Unser Experte für Herzkatheteruntersuchung

Prof. Dr. med. Hartmut Gülker

Spezialisierungen: Herzkatheter-Untersuchungen,Kardiologie und Angiologie

Institution und Position: Tätigkeit in selbstständiger Praxis für Kardiologie und Angiologie in Wuppertal. Professor (C4) Emeritusan der Universität Witten-Herdecke. Ehem. Direktor der Kardiologischen Klinik am Herzzentrum Wuppertal. Beratung von Krankenhäusern im Inland und Ausland zum Thema kardiovaskuläre Medizin.

Stand: 14.03.2018

Die Mitschrift des Interviews mit Prof. Dr. med. Hartmut Gülker zum Thema “Herzkatheteruntersuchung”

Welche Arten der Herzkatheter - Untersuchung gibt es?

Es gibt die Rechtsherz-Katheter-Diagnostik, die Linksherz-Katheter-Diagnostik und die kombinierte Rechts – / Linksherz – Katheter-Diagnostik.

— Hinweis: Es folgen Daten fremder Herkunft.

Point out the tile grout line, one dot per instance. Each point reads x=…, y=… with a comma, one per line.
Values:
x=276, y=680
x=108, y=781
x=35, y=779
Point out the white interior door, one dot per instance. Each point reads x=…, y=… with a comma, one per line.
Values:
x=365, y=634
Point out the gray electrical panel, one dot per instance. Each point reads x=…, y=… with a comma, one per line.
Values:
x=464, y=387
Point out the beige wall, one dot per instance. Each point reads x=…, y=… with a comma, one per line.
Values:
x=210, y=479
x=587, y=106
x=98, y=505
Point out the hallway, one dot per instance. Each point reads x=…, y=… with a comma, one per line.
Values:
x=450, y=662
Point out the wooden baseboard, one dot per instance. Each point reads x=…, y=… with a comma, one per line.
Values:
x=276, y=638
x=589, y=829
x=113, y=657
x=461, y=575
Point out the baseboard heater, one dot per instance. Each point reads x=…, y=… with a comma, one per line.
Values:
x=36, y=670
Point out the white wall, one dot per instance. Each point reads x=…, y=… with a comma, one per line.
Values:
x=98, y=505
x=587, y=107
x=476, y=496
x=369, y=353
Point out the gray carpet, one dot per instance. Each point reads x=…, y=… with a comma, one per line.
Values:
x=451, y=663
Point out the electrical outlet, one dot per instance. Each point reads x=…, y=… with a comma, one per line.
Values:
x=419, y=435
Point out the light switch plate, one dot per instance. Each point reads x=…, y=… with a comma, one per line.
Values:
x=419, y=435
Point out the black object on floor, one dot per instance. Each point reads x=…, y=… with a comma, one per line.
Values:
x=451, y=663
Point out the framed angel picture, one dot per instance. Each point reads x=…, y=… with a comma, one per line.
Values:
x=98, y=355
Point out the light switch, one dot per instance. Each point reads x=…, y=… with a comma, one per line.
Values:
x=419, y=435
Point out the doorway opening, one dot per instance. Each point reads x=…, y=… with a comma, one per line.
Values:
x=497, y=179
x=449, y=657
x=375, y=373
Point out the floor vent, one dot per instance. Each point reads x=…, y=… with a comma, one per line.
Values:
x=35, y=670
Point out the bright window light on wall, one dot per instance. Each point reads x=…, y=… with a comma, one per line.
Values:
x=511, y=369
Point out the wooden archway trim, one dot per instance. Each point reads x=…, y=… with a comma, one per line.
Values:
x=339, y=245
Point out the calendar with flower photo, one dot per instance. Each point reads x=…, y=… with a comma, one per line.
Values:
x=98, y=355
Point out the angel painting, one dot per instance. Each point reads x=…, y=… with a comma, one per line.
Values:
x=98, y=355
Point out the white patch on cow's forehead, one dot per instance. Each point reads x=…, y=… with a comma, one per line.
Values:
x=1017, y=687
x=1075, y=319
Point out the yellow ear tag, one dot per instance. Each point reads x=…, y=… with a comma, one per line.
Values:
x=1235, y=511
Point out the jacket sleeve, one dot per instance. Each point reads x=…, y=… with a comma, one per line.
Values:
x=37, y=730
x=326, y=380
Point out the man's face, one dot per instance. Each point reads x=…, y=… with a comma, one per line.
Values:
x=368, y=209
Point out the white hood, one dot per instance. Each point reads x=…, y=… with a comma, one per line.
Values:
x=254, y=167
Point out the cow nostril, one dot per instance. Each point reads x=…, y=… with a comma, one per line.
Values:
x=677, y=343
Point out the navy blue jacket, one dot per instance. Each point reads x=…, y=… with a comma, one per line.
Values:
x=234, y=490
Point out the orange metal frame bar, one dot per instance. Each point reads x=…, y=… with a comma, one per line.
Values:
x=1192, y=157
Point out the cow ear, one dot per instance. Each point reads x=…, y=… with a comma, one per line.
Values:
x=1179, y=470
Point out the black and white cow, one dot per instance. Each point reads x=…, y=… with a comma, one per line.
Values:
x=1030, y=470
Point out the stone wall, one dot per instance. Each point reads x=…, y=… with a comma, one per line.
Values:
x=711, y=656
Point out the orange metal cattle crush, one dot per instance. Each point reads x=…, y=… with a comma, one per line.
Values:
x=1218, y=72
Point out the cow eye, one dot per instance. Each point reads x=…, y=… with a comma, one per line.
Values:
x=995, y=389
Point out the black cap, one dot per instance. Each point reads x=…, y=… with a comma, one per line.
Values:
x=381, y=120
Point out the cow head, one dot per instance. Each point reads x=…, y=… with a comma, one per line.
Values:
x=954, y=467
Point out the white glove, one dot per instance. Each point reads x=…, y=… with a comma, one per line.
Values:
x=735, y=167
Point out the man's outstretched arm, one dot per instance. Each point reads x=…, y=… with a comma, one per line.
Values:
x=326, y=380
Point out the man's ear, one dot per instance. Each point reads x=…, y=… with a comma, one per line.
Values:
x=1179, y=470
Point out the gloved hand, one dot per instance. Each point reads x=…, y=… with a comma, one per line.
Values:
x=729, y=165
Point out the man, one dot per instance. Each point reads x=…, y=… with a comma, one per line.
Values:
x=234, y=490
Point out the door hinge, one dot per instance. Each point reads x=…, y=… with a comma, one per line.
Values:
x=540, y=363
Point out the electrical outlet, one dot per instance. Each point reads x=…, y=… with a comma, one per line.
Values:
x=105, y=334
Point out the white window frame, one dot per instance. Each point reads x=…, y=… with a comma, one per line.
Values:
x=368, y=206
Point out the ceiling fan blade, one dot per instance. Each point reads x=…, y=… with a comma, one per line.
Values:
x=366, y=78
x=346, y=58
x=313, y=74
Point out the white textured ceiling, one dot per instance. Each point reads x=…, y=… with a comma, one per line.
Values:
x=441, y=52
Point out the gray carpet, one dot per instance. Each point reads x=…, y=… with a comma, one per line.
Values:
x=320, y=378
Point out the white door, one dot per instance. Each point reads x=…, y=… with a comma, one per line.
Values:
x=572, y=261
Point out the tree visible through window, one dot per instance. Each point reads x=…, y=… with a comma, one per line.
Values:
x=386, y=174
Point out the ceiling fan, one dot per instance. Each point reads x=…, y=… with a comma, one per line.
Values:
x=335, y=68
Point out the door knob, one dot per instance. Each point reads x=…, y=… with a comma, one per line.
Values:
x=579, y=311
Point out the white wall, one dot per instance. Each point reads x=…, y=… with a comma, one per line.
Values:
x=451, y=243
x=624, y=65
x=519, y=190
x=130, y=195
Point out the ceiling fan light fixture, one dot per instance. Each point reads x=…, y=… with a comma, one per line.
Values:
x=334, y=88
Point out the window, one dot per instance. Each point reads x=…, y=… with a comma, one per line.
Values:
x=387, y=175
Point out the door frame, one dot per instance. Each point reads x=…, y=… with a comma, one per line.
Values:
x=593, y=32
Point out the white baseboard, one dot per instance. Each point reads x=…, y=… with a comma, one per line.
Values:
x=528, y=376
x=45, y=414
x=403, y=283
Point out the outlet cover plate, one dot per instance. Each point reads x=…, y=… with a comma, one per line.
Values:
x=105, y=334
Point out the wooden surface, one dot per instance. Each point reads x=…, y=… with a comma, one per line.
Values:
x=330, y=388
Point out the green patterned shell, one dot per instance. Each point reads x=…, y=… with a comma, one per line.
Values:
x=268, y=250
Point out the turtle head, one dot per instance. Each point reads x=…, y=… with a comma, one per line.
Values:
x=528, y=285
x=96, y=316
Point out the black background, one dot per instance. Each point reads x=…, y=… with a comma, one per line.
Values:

Bei der Rechtsherz-Katheter-Diagnostik werden Herzkatheter über zentrale Venen in die rechte Herzvorkammer, die rechte Hauptkammer und weiter bis in das periphere Lungengefäßstrom-Gebiet vorgebracht. Dabei können in allen Abschnitten Hämodynamik-Parameter und biochemische Parameter gemessen und bestimmt und zusammen mit anderen Daten zu einer Diagnose – Erstellung für diesen Teil des Herzkreislauf-Systems verwandt werden. Über die Katheter kann das entsprechende Herzgefäß-Segment durch Kontrastmitteleinbringung röntgenologisch dargestellt werden. Der Rechtsherz-Katheter wird in der Laiensprache oft „kleiner Herzkatheter “ genannt.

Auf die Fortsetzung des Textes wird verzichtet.